Die Gewalt hat System


Nadine Wehner, Sozialarbeiterin und Traumapädagogin im Team der Beratungsstelle, erklärt, warum ein feministischer Ansatz für die Mitarbeiterinnen der Beratungsstelle einen unumstößlichen Leitgedanken darstellt und gesellschaftliche Zusammenhänge mitbedacht werden müssen: "Ein ganz entscheidender Aspekt unserer Arbeit, sowohl in der Prävention als auch in der Beratung, ist die Betrachtung sexualisierter Gewalt als strukturelles, gesamtgesellschaftliches Problem. Es erfordert gesamtgesellschaftliche Lösungen. Wir müssen als Gesellschaft hinsehen und hinhören. Nur so können wir diesem Problem begegnen und Kinder und Jugendliche vor sexualisierter Gewalt schützen. Es ist unser aller Aufgabe."

Eine überwältigende Anzahl Betroffener


Die Weltgesundheitsorganisation (WHO) geht für Deutschland von einer Million betroffener Mädchen und Jungen jedes Jahr aus, die sexualisierte Gewalt erlebt haben oder erleben. Opfer sexuellen Kindesmissbrauchs sind dabei zu 75 Prozent Mädchen und zu 25 Prozent Jungen. Dass es daher sinnvoll ist, den Blickwinkel zu erweitern, unterstreicht Ann Kristin Hartz, Diplom Psychologin und Psychotherapeutin: "Wir werden unser Angebot als Beratungsstelle zukünftig auch für von sexualisierter Gewalt betroffene Jungen öffnen, weil wir ein entsprechendes Angebot für sehr wichtig halten und es dieses in Braunschweig bislang so nicht gibt. Sexualisierte Gewalt ist ein Tabuthema, für Jungen in unserer Gesellschaft nochmal mehr. Opfersein ist in unserer Welt nicht zu vereinen mit Männlichkeit. Umso wichtiger ist es, diskriminierende Geschlechterstereotype zu hinterfragen und zu überwinden."

Eine Frage der Geschlechtergerechtigkeit


Das sieht auch der Braunschweiger Präventionsrat so. Raphaela Harms, Vertreterin der Stiftung Braunschweigischer Kulturbesitz und Vorstandsmitglied im Präventionsrat: "Zur Geschlechtergerechtigkeit gehört, Jungen als mögliche Opfer sexueller Gewalt gleichermaßen in den Blick zu nehmen. Dass es Frauen sind, die sich für Jungen und männliche Jugendliche einsetzen und die Initiative vonseiten einer feministischen Frauen- und Mädchenberatungsstelle ausgeht, ist gleichermaßen bemerkenswert wie bezeichnend."

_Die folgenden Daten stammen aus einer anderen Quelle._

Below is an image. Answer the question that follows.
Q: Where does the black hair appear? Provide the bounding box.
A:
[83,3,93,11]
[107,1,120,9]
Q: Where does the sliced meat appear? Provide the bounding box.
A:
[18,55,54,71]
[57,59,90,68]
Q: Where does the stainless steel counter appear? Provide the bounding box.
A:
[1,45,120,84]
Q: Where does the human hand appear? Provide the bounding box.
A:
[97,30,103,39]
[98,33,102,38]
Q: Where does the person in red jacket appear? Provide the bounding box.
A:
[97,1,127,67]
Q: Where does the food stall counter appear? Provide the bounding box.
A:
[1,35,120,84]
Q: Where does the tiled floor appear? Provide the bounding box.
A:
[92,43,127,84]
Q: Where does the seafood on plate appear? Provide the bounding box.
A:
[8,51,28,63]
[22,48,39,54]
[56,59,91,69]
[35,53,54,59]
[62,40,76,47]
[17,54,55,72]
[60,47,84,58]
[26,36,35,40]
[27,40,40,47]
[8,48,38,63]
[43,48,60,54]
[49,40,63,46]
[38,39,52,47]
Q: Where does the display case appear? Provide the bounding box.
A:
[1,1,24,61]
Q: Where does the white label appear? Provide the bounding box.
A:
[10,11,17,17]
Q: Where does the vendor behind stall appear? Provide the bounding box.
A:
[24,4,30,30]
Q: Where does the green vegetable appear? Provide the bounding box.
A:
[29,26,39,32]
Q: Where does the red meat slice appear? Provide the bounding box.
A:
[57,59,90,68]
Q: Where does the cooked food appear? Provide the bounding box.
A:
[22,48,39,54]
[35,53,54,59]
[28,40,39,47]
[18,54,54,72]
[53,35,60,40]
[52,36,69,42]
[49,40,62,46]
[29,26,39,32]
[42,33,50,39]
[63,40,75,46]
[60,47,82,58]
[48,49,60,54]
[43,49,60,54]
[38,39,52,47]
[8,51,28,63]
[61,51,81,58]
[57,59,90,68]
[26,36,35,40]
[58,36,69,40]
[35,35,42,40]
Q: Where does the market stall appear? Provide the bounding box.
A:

"Kein Kind kann sich allein schützen"


Die Frauen- und Mädchenberatungsstelle setzt zukünftig verstärkt auch auf Prävention. Schon jetzt richtet sie ihr Angebot an Kindertagesstätten und Schulen, um dort mit Mädchen und Jungen zu dem Thema zu arbeiten. In einer neuen Initiative geht es nun darum, im Verbund mit pro familia und dem deutschen Kinderschutzbund in Braunschweig Gewaltschutzkonzepte zu etablieren. Ann-Kristin Hartz: "Wir wenden uns an stationäre und ambulante Einrichtungen, Vereine und alle, die institutionell mit Minderjährigen arbeiten. Es geht darum, Kinder und Jugendliche zu schützen, aber auch Handlungssicherheit bei den pädagogischen Fachkräften und Bezugspersonen zu erhöhen. Denn kein Kind kann sich allein schützen. Prävention ist in erster Linie Aufgabe von Erwachsenen, denn sie tragen die Verantwortung. Daher bedeutet Prävention für uns, neben der Arbeit mit den Kindern und Jugendlichen, auch immer die Sensibilisierung von Eltern, Fachkräften und Bezugspersonen."

Den Braunschweiger Präventionsrat hat dies überzeugt. Gabriela Schimmel-Radmacher, Leiterin der Unternehmenskommunikation bei der Öffentlichen Versicherung und Mitglied im Präventionsrat: "Gewalt in ihren unterschiedlichen Formen ist nicht zu tolerieren und sexualisierte Gewalt – ob in der Kindheit oder im Erwachsenenalter – leider sehr gegenwärtig. Prävention ist da ein richtiger Ansatz. Diejenigen, die sich hier engagieren und Gewalt auf unterschiedliche Weise etwas entgegensetzen, müssen gestärkt werden. Unser ausdrücklicher Dank gilt dem Frauenteam der Beratungsstelle."

Für den Projektträger nahmen Ann-Kristin Hartz und Nadine Wehner gemeinsam den mit 2.000 Euro dotierten Preis entgegen.